Still no crowd in the pedestrian street, which in two or three hours would fill with a parade of families whom Ladivine, remembering Langon’s one-street business district, always thought oddly provincial in their serene, ambling gait — but now a man had locked eyes with her, and now, as a game, she was returning his stare, a quiet smile on her lips, and the man’s typically German air, she mused, her mood brightening, made that little advance all the more special.
Because people rarely made passes in the streets of Berlin, more rarely even than in Langon, where it was largely the same people crossing paths, day in and day out.
Their elbows brushed and she looked away, her lips very slightly pinched, signalling that the game was over.

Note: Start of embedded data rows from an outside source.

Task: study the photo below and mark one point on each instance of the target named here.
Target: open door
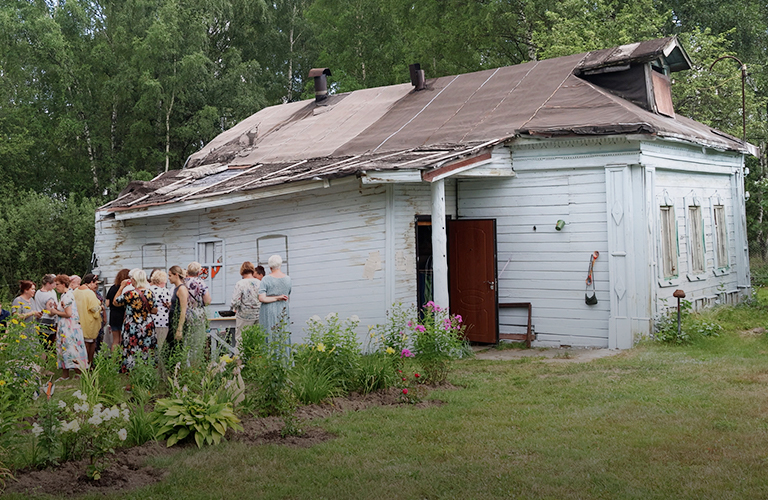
(472, 277)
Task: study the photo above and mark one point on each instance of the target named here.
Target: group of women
(144, 315)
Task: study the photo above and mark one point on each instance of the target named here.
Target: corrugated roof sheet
(395, 127)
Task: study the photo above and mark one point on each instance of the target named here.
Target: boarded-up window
(721, 237)
(210, 254)
(668, 241)
(153, 256)
(273, 244)
(696, 240)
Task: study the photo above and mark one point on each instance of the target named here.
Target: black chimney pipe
(321, 84)
(417, 76)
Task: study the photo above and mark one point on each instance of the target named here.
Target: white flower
(72, 426)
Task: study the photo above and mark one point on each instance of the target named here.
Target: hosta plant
(205, 420)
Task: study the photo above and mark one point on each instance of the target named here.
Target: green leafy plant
(332, 348)
(206, 421)
(377, 371)
(313, 384)
(268, 368)
(91, 430)
(438, 340)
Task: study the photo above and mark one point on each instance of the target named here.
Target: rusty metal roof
(395, 127)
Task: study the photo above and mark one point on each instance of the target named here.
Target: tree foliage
(94, 93)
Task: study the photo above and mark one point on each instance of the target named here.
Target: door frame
(452, 270)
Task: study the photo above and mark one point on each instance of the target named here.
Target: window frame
(720, 237)
(669, 244)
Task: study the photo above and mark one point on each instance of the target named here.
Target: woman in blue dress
(274, 292)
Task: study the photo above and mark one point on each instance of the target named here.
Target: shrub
(437, 341)
(268, 367)
(206, 421)
(90, 430)
(312, 384)
(693, 326)
(377, 371)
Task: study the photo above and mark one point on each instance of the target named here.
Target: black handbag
(591, 299)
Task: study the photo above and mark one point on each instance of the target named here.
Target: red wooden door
(472, 277)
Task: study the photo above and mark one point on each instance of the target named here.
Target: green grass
(654, 422)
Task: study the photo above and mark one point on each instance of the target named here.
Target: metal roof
(395, 127)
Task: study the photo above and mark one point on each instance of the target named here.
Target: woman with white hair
(138, 337)
(197, 322)
(274, 292)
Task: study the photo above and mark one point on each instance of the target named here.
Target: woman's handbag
(591, 299)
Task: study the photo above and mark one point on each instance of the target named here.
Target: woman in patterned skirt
(138, 326)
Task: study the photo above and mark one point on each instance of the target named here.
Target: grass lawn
(656, 421)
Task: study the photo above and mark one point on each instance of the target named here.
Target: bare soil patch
(129, 470)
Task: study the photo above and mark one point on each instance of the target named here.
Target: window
(273, 244)
(721, 237)
(210, 254)
(669, 248)
(153, 256)
(696, 240)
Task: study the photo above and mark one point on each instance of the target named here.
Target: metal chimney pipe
(321, 83)
(417, 76)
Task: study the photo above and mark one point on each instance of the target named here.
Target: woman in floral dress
(70, 345)
(197, 321)
(138, 326)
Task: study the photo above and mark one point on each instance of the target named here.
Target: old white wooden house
(489, 191)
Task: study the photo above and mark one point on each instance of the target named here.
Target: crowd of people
(141, 316)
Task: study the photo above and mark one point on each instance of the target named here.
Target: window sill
(721, 271)
(669, 282)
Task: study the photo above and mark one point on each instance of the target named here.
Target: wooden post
(439, 246)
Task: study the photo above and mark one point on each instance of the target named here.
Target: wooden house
(485, 191)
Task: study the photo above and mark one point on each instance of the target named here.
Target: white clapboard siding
(544, 266)
(680, 186)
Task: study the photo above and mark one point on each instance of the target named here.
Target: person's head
(176, 274)
(193, 269)
(260, 272)
(139, 278)
(247, 269)
(122, 275)
(91, 281)
(61, 283)
(26, 288)
(47, 282)
(275, 262)
(74, 281)
(158, 278)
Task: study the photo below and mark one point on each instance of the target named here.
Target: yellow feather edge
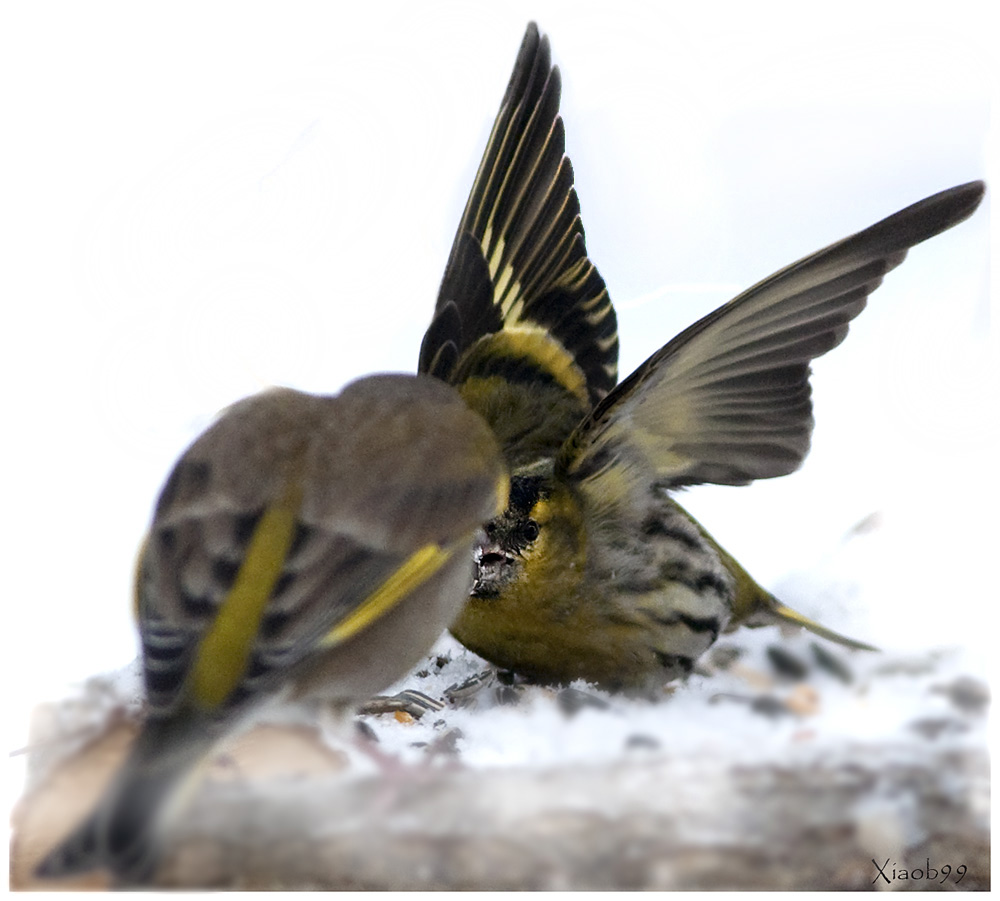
(224, 652)
(414, 571)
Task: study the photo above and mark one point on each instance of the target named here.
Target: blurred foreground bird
(593, 571)
(302, 547)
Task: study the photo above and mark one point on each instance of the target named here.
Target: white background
(207, 199)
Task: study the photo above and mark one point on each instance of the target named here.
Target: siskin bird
(593, 571)
(303, 547)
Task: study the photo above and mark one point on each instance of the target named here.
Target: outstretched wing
(519, 257)
(728, 400)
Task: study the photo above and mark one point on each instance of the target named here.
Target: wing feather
(728, 400)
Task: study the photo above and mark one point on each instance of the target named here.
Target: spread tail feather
(775, 611)
(122, 834)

She immediately confessed to herself, with unusual candour — her habit was to sidestep upsetting thoughts, or shove them away with a violent mental thrust — she confessed to herself, then, as she turned towards Karstadt’s front door, that she was exceedingly grateful to men such as this, genteel, not the womanising type, who paid her the homage of an interested and even relishing glance, who met her own surprised or playful gaze with the look of a wistful and elegant “Why not?”
Once a shapely young girl, though not so tall, not so slender as Clarisse Rivière (how she used to envy her mother’s fine bones, willowy figure and slim legs, she who seemed stuck to the ground by a more powerful gravity, thanks to the ungainliness of her slightly thick ankles and short calves), she had become a woman of some heft, with a round, full face that made her eyes, mouth and nose seem almost incongruously delicate, as if out of proportion.
That was less apparent, she thought, when she was young, since she was thinner, and her face narrower.
But now that she’d done some living, as Clarisse Rivière sweetly put it, and filled out a bit, her little mouth and nose looked as though they’d been stolen from some other woman and glued onto her broad face as a joke.
Oh no, she took no pride in her physique, even as she looked on such questions with a scornful detachment, a disdain unfeigned even if belatedly acquired, at the cost of great struggles against longstanding, naive dreams of breathtaking beauty, or simply of piquant, Parisian charm — she would have loved to be a mere slip of a girl, here in Berlin, as svelte as she was distinguished, refined and sporty, her glamorous French accent the ideal finishing touch.